Amy Einhorn Books
Published by G.P. Putnam’s Sons
My Rating: A+
When I was a girl, Little Women was a favorite among my friends and I. We read it numerous times. We talked endlessly about the Marsh family and their activities. We play-acted portions of the book. Yes, we were obsessed.
We were convinced that Jo was, in truth, Louisa May Alcott. We speculated for hours about what really happened between Jo and Laurie.
It’s too bad we didn’t have The Lost Summer of Louisa May Alcott back then. It’s as if the author heard our speculations. Actually, I believe she was speculating too. Kelly McNees took some of her speculations and, what I’m sure was lots of research, and turned them into the perfect sequel to Little Women.
The Lost Summer of Louisa May Alcott is the fictional story of what could have happened to Louisa Alcott in 1855. During that summer Louisa, her parents, and her three sisters moved from Boston to the little town of Walpole. Louisa’s plan was to help her family settle in and then return to Boston to write her stories and pursue her goal of independence. Contrary to the expectations for women of the time, Louisa longed to be a spinster and to be free to live life on her own terms.
Louisa’s goal was tested in Walpole when she met Joseph, a young man who was different from other men she knew. They liked the same literature, they were equals in intellectual debates and, best of all, Joseph truly understood Louisa. Louisa was torn between her growing love for Joseph and her goals and ambitions.
This story gives us an inside look at the marriage of Louisa’s parents and why Louisa developed her determination to remain single. It paints a very negative picture of Louisa’s father, Bronson Alcott and in turn the role of a wife as seen in Louisa’s mother. Bronson Alcott believed that he was above work, thus forcing his family to live a life of “genteel poverty.” It put an enormous strain on his wife and daughters.
In addition to an everyday look at the Alcott family life, this novel features some of the activities enjoyed by young people during this time period. We see a swimming party with typical swimwear, a trip to the circus, and the staging of an amateur play. There were happy times as well as heartbreaking tragedies in Walpole that summer.
More than anything else, I enjoyed the characters in The Lost Summer. Louisa was complicated but believable. I loved her older sister Anna and of course, Joseph. I thoroughly disliked Louisa’s father which should tell you how well developed the character was.

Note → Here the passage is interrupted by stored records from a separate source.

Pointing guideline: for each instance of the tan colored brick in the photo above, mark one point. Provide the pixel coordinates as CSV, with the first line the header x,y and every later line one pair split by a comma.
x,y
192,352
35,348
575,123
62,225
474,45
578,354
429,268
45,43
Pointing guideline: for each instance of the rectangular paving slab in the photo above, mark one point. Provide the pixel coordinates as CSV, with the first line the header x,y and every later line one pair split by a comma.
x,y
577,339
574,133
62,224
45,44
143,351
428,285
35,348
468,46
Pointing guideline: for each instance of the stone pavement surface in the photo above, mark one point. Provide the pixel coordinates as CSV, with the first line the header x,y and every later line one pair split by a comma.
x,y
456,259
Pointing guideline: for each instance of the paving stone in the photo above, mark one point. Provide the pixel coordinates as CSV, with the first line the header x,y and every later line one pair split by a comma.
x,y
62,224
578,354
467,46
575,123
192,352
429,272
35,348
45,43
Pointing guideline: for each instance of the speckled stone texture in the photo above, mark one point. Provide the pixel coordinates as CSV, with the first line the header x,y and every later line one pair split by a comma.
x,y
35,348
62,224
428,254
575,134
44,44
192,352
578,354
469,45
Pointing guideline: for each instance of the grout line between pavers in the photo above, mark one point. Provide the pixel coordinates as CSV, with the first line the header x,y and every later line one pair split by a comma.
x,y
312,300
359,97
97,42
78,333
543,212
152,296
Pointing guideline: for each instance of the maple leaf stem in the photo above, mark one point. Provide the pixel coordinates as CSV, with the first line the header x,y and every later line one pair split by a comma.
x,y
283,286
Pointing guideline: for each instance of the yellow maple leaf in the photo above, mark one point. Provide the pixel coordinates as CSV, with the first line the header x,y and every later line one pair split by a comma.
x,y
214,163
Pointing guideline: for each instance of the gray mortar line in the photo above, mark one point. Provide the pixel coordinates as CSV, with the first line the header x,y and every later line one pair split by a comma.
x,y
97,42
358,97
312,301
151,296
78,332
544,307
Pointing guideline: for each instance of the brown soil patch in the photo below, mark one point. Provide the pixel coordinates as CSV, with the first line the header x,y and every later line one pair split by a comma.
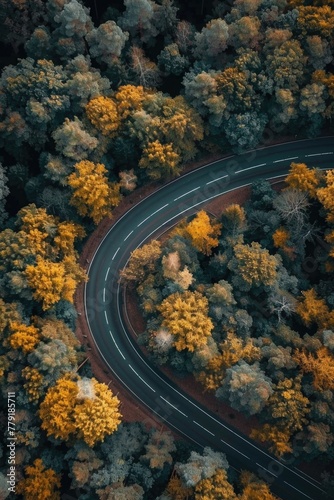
x,y
130,408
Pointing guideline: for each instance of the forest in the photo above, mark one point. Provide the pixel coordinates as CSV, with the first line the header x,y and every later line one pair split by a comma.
x,y
97,101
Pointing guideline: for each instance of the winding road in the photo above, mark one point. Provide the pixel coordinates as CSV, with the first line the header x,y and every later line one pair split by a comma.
x,y
105,312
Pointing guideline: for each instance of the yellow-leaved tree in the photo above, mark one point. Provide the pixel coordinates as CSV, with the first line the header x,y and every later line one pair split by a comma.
x,y
143,261
130,98
160,160
186,317
278,439
103,114
93,195
254,488
79,408
24,337
255,265
320,364
288,406
53,281
326,195
39,483
203,233
313,309
215,487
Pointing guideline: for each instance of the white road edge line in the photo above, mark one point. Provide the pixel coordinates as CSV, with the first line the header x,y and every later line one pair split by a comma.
x,y
266,469
153,213
134,371
199,425
175,408
215,180
250,168
191,402
286,159
128,235
185,194
298,490
118,249
105,313
111,335
235,449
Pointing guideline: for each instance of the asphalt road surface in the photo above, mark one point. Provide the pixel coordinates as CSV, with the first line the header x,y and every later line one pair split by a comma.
x,y
105,312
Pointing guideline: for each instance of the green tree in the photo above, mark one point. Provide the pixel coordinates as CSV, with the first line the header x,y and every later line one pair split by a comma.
x,y
246,387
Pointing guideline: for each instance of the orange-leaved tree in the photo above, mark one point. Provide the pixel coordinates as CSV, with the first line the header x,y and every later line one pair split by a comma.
x,y
79,408
93,195
103,114
203,233
186,317
39,483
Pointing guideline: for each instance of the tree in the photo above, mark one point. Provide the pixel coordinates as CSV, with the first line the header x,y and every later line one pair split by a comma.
x,y
83,82
93,195
291,204
254,264
236,90
303,178
23,117
203,233
245,32
211,42
81,409
171,61
320,365
146,71
278,439
244,131
215,488
142,261
40,483
159,449
34,383
74,20
186,317
315,20
24,337
53,281
234,220
313,309
319,52
176,489
325,195
106,42
4,191
285,64
318,439
254,488
138,19
184,36
246,387
160,160
73,141
130,98
287,406
199,467
103,114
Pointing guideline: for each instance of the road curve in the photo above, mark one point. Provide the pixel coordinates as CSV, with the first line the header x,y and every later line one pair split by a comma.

I understand this is the first novel for Ms. McNees. I’m very surprised, as the story feels like that of an experienced novelist. A nice bonus was the quotes at the beginning of each chapter. Each one comes from the writings of Miss Alcott.
So, for all my friends, childhood and otherwise, who share my love of Little Women and other of Louisa May Alcott’s stories, I recommend this book with the hightest praise. It’s so very well done.
Challenges: This story speaks volumes about the treatment of women and is an excellent read for the Women Unbound Challenge. Published under the imprint of Amy Einhorn, this book also qualifies for the Amy Einhorn Challenge.